Alessandro Bianconcini
Nel 1929 si era iscritto al Partito comunista clandestino ed aveva cominciato a svolgere attività antifascista tra i giovani che aveva modo di frequentare. Nel 1935, resosi conto che i fascisti stavano per arrestarlo, Bianconcini emigrò in Francia. Qui si prodigò nelle organizzazioni del Fronte Popolare e del Soccorso Rosso Internazionale. Nell'ottobre del 1936, il professore accorre in Spagna e combatte nella Brigata "Garibaldi" sino a che, nella battaglia di Pozuelo, è gravemente ferito. Riesce a salvarsi e rientra in Francia dove, nel 1938, la polizia lo arresta e, dopo l'occupazione tedesca, lo consegna a quella italiana.

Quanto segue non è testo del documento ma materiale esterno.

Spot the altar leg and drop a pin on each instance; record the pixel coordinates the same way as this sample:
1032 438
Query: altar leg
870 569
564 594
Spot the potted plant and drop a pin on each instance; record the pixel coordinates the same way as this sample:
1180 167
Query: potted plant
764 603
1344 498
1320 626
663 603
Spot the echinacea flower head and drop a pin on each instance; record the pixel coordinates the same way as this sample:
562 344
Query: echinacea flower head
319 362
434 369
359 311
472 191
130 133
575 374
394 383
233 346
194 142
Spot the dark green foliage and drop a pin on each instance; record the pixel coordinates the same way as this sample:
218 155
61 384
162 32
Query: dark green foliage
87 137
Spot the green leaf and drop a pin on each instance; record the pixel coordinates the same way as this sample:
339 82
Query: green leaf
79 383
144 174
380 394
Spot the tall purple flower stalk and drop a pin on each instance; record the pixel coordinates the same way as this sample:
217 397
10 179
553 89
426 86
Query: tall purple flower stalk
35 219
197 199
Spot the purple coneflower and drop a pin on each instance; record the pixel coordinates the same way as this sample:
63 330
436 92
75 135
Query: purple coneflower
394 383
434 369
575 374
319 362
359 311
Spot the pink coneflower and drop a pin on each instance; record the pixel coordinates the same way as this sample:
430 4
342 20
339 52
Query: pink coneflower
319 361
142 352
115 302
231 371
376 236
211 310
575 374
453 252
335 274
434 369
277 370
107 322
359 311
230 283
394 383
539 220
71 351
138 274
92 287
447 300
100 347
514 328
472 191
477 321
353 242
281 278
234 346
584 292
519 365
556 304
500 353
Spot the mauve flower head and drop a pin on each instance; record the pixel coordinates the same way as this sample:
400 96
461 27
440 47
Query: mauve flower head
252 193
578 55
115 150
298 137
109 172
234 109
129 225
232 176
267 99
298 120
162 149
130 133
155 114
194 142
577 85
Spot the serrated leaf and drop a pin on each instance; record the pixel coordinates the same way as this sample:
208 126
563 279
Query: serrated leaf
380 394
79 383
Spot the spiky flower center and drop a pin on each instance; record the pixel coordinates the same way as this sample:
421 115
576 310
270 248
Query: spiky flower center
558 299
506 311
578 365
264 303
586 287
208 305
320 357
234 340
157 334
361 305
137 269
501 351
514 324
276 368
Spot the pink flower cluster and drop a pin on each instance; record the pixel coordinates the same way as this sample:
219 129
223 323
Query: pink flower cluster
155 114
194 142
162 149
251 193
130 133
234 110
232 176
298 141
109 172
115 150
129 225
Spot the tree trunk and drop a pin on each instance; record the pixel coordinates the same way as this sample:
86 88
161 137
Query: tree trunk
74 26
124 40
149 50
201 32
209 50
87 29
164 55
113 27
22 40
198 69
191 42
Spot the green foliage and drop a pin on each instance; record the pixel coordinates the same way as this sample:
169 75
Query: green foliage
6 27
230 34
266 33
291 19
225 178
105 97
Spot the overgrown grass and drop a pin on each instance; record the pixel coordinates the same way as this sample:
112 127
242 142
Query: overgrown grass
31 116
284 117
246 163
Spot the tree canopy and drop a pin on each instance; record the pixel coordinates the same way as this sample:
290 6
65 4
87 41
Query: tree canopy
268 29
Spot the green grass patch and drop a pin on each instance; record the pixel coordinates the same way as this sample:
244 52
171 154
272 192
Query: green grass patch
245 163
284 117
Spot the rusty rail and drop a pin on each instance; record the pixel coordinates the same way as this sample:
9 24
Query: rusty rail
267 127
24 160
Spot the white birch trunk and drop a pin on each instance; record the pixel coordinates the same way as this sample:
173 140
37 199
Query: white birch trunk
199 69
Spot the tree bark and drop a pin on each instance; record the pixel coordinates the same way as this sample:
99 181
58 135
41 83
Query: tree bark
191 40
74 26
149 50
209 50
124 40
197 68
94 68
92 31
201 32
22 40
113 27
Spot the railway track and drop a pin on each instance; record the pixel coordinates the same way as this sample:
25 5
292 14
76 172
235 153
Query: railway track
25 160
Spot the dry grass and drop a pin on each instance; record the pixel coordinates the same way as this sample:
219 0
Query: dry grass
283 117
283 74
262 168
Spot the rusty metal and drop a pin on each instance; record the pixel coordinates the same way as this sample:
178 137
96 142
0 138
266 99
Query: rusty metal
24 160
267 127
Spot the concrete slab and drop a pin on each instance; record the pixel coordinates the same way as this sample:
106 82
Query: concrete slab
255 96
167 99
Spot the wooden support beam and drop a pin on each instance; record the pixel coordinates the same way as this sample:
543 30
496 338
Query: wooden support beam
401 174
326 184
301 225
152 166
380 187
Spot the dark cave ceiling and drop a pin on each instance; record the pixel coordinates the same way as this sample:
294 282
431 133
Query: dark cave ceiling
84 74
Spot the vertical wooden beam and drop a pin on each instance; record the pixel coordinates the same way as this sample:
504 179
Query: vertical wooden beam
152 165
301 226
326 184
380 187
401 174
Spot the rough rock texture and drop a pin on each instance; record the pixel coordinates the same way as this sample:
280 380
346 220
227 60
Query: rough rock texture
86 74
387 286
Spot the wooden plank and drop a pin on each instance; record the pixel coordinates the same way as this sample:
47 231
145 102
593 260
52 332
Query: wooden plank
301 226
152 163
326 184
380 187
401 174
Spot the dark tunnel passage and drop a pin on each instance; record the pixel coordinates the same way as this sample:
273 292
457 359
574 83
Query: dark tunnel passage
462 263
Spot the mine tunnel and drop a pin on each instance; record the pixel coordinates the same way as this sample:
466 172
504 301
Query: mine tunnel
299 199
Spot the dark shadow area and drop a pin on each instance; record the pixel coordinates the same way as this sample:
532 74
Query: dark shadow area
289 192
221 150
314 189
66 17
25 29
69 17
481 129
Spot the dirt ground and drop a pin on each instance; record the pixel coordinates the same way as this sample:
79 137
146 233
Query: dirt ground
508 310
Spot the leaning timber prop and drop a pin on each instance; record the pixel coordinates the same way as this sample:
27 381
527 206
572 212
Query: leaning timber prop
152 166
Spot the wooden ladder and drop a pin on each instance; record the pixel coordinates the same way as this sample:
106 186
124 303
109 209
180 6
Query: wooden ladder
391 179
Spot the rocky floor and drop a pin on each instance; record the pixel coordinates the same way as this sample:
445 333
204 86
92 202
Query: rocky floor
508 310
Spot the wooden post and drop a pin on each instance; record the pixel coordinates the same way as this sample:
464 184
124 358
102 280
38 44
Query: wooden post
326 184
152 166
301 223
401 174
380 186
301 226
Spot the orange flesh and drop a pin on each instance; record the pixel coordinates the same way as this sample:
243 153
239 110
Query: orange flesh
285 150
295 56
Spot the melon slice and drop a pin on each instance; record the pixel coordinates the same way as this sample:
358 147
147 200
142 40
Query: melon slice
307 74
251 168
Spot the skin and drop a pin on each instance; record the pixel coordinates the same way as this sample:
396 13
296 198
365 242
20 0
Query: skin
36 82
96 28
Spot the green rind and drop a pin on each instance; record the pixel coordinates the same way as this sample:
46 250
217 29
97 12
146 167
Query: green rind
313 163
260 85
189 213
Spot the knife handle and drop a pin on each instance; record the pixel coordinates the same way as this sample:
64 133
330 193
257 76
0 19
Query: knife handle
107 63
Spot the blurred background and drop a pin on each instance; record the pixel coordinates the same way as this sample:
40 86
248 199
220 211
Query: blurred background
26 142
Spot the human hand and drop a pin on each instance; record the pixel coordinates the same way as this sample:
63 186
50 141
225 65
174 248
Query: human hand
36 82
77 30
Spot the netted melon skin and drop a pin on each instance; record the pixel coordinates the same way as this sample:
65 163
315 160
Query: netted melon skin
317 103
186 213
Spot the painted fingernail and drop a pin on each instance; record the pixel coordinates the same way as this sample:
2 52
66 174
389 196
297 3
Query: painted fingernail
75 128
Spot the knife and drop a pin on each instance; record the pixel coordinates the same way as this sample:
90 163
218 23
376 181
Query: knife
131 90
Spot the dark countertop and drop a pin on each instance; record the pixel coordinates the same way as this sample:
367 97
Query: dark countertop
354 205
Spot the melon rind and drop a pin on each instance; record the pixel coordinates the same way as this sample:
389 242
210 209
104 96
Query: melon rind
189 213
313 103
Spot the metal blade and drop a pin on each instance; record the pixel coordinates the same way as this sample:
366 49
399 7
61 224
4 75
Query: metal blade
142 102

Condannato a cinque anni di confino a Ventotene, Bianconcini riacquista la libertà nell'agosto del 1943 e, con l'armistizio, si dà ad organizzare la Resistenza nel Bolognese, dove assume il comando della 7a Brigata GAP. Catturato dalle Brigate nere a Bologna il 9 gennaio del 1944, il professore viene portato, con altri nove patrioti di Bologna e di Imola, di fronte ad un sedicente Tribunale straordinario. Si vuole una vendetta per l'eliminazione, da parte dei partigiani, del federale repubblichino e la condanna a morte arriva puntuale.
Il 27 gennaio il professore antifascista ed altri sette cittadini sono fucilati al poligono di tiro di Bologna. Nell'agosto 1944, la IV Brigata d'assalto Garibaldi assume il nome di 36a Brigata "Alessandro Bianconcini".